OpenStack Havana Has Amazon-Like AuraOpenStack Havana Has Amazon-Like Aura
OpenStack is building up services fast, including some aspects of platform-as-a-service, in its new Havana release. That increases its appeal as the basis for private cloud in the enterprise.
There's been Essex, Folsom and Grizzly, and now there's Havana. The next biannual release of OpenStack makes several major additions in workload orchestration and service delivery. All in all, 392 features have been added.
But some observers think OpenStack is evolving rapidly into something much more than just new features added to existing infrastructure-as-a-service (IaaS). They believe OpenStack is beginning to track Amazon Web Services and add platform-as-a-service (PaaS) features for rapid software development too. If so, OpenStack may start to command a broader body of interest as the basis for private cloud in the enterprise.
That may prove to be a topic at the next OpenStack Summit, to take place in Hong Kong Nov. 5-8. Open source is popular in China -- no need to send more yuen to Microsoft -- and the summit organizers hope the Chinese location will increase OpenStack's profile there.
[ Want to know where one of OpenStack's main competitors is heading? See VMware Expands Hybrid Cloud Management. ]
Of the IaaS features, a total of 20,000 patches have been added to upgrade previously basic services in OpenStack, such as metering for user chargeback or showback. Metering in previous releases "was limited," conceded John Igoe, VP of private cloud at Rackspace. It's been integrated into operations on a more thorough and supported level, said John Igoe, VP of private cloud at Rackspace, allowing managers to view more details around each individual user's bill. Rackspace is an OpenStack contributor and host to one of the largest implementations of the open source software, Rackspace Cloud.
Likewise, said Igoe, Havana features the Orchestration service, where virtual systems may be equipped with the compute, storage and network resources a user chooses from a template, then deployed onto OpenStack infrastructure.

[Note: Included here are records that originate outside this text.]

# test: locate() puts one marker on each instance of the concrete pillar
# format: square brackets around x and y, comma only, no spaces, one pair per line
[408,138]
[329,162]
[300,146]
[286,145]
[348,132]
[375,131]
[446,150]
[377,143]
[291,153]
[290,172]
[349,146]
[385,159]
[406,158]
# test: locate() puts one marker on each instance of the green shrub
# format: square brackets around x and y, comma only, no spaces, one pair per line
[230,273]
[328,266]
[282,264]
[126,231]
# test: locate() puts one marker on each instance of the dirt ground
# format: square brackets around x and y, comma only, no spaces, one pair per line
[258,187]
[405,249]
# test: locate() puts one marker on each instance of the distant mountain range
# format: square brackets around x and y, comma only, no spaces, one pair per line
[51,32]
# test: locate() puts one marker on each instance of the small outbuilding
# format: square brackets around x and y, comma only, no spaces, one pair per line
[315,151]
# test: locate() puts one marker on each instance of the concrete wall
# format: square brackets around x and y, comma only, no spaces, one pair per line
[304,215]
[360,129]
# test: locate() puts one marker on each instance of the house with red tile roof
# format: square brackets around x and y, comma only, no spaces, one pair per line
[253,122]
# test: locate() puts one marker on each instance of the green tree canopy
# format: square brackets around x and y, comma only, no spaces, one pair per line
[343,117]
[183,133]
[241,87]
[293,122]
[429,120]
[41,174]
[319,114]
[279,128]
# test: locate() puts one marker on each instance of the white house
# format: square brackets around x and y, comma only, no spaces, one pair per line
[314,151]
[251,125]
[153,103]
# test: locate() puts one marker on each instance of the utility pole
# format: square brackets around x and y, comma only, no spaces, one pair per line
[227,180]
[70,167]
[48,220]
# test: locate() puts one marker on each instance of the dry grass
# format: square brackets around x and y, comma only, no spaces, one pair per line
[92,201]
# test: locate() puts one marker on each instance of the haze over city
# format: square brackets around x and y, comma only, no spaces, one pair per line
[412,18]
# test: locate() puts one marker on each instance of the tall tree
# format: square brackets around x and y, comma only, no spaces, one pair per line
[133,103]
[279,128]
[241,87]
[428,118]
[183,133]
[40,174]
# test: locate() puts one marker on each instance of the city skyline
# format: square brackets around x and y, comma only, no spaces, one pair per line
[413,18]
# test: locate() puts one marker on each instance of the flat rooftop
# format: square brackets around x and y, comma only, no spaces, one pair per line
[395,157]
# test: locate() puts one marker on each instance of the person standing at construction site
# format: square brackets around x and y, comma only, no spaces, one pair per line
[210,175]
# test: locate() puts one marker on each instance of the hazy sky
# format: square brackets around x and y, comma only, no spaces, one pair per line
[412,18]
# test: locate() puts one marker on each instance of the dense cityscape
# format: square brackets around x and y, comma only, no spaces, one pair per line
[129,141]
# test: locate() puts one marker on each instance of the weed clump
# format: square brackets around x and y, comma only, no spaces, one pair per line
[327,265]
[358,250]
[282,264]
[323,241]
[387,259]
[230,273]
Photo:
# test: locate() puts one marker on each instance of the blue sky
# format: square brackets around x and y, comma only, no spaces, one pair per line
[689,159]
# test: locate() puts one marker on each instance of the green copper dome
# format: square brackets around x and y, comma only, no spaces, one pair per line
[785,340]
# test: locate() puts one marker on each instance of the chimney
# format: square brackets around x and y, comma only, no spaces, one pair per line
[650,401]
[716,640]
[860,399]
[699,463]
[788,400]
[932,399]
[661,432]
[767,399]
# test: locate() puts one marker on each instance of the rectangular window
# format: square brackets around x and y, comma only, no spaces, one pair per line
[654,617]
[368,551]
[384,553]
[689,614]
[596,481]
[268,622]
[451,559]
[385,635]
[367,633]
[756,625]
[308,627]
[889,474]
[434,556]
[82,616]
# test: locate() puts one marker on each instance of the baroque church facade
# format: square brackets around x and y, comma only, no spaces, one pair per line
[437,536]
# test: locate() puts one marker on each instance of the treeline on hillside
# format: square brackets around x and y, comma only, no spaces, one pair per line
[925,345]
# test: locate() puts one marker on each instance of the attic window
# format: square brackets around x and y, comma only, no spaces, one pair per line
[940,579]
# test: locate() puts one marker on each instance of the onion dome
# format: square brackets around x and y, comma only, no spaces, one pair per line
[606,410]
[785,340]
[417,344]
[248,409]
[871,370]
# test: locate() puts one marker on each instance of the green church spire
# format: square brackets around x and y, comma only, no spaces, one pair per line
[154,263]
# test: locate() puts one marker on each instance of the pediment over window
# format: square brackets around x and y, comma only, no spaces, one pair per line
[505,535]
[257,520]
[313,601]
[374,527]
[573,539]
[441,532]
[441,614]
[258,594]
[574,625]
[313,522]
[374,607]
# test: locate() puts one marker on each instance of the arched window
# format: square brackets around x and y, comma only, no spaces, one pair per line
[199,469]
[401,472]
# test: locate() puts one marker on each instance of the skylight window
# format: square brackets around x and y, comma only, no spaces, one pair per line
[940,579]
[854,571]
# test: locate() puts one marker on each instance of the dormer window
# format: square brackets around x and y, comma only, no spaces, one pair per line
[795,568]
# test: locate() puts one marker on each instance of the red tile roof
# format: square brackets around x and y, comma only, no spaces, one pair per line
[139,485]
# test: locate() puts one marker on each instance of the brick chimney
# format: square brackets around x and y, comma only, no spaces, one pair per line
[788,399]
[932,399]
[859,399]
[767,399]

Havana includes a driver for Docker, an open source code system that allows an application with multiple dependencies, such as an application server, database or Web server, to be packaged together in a single container and moved around, much like a large file. The container gives the application an additional measure of security, said Igoe, limiting the application to access only a file system packaged with it and running its processes with an added degree of isolation.
Havana includes more effective implementation of its quality of service capability. QoS in the cloud consists of measures that provide needed I/O or network bandwidth to the resources that need them. Havana makes QoS guarantees available to a variety of block storage services, provided they support OpenStack's approach to QoS.

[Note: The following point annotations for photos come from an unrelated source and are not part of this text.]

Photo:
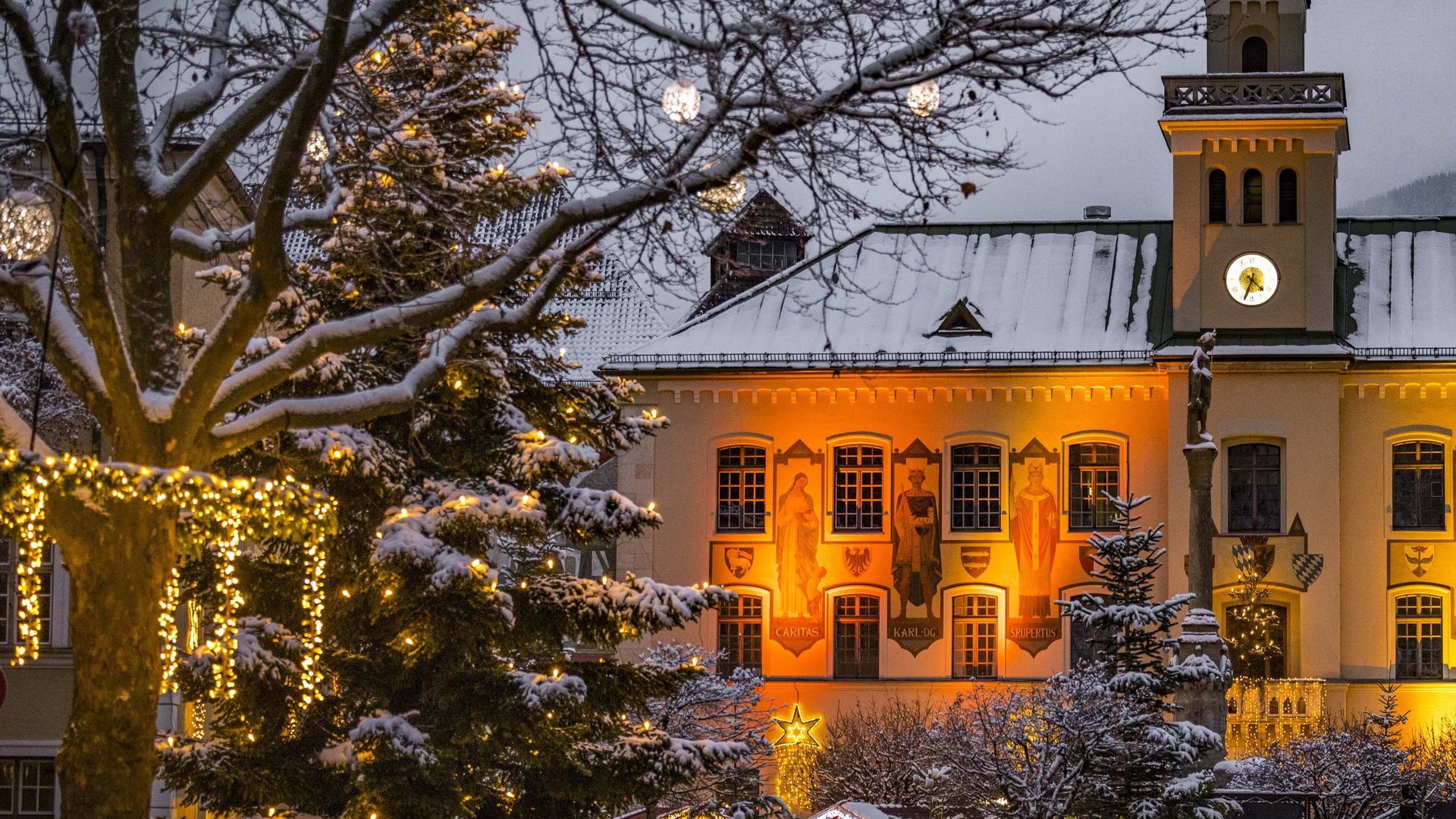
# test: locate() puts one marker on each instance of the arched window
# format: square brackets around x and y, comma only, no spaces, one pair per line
[973,623]
[1253,197]
[1288,196]
[1256,55]
[856,637]
[1218,196]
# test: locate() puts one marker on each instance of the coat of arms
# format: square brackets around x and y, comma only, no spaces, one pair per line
[739,560]
[1419,557]
[976,558]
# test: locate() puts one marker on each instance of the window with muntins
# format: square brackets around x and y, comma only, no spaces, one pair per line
[1288,196]
[740,634]
[859,488]
[1253,197]
[976,487]
[743,474]
[1257,639]
[856,637]
[774,254]
[1085,643]
[973,626]
[27,787]
[1256,55]
[9,591]
[1254,488]
[1094,471]
[1419,485]
[1218,196]
[1419,637]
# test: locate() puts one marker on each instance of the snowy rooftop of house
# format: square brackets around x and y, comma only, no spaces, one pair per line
[1044,293]
[618,314]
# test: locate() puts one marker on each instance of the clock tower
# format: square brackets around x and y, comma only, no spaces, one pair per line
[1256,145]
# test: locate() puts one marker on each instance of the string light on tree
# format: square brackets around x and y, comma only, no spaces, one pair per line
[27,226]
[795,752]
[682,102]
[216,516]
[924,98]
[727,197]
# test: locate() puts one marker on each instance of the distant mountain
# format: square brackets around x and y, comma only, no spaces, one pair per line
[1429,196]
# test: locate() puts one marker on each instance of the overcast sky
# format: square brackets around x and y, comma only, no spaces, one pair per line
[1400,64]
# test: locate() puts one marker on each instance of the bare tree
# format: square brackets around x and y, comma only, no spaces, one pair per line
[807,93]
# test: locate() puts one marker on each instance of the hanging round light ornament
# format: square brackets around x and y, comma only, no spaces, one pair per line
[727,197]
[924,98]
[27,226]
[682,102]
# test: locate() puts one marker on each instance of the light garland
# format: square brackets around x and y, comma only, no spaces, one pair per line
[27,226]
[924,98]
[682,102]
[223,512]
[727,197]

In this release, OpenStack is showing the vigor of a young and growing open source project, as both Apache and Linux once did. It's not exactly the dead duck described by Simon Wardly in "The Trouble With OpenStack." On the contrary, it boasts code contributions from 910 developers, "up 60% from Grizzly," wrote cloud architect and CEO Randy Bias in his blog about Havana at Cloudscaling.
Buried in the details of the contributor list are new sources of contributions over the Grizzly and Folsom predecessor releases, including Canonical, Dreamhost, eNovance, HP, IBM, Intel, the OpenStack Foundation and Red Hat.
With code pouring into the project, Bias called out the work of OpenStack's own testing and continuous integration teams, led by Monty Taylor and Thierry Carrez, who set up the continuous integration melding new code into a core system and Jenkins testing processes. OpenStack needs to be thoroughly tested as it constantly assimilates new code, and it is, Bias asserted. "Fact: they're spinning up 700+ test clouds every day," he wrote.
Some observers cite both the development process now underway and the incorporation of other pieces of open source code, such as Heat, Trove and Marconi, as paving the way toward PaaS on a track similar to Amazon's. Amazon started out as infrastructure only, then started building out one development service after another for the infrastructure, such as SimpleDB and Elastic MapReduce. OpenStack is doing the same thing, said Alex Freedland, CEO at OpenStack consulting firm Mirantis, when it puts Heat application orchestration and Trove, OpenStack database as a service, on top of its infrastructure.
As an example of project vigor, 63 engineers from 20 different companies poured 90,000 lines of code into Heat for the Havana release. In the previous release, 97% of Heat's code came from a single source, Red Hat. With Trove, two companies -- Rackspace and HP -- accounted for all the code in the previous release; this time, they were joined by Mirantis, Red Hat, eBay and Suse.
"Clearly, OpenStack is moving up the stack into platform-level services, and the community is pushing it there," wrote Freedland. As it does so, it will become a more attractive platform on which to build enterprise private clouds, he predicted.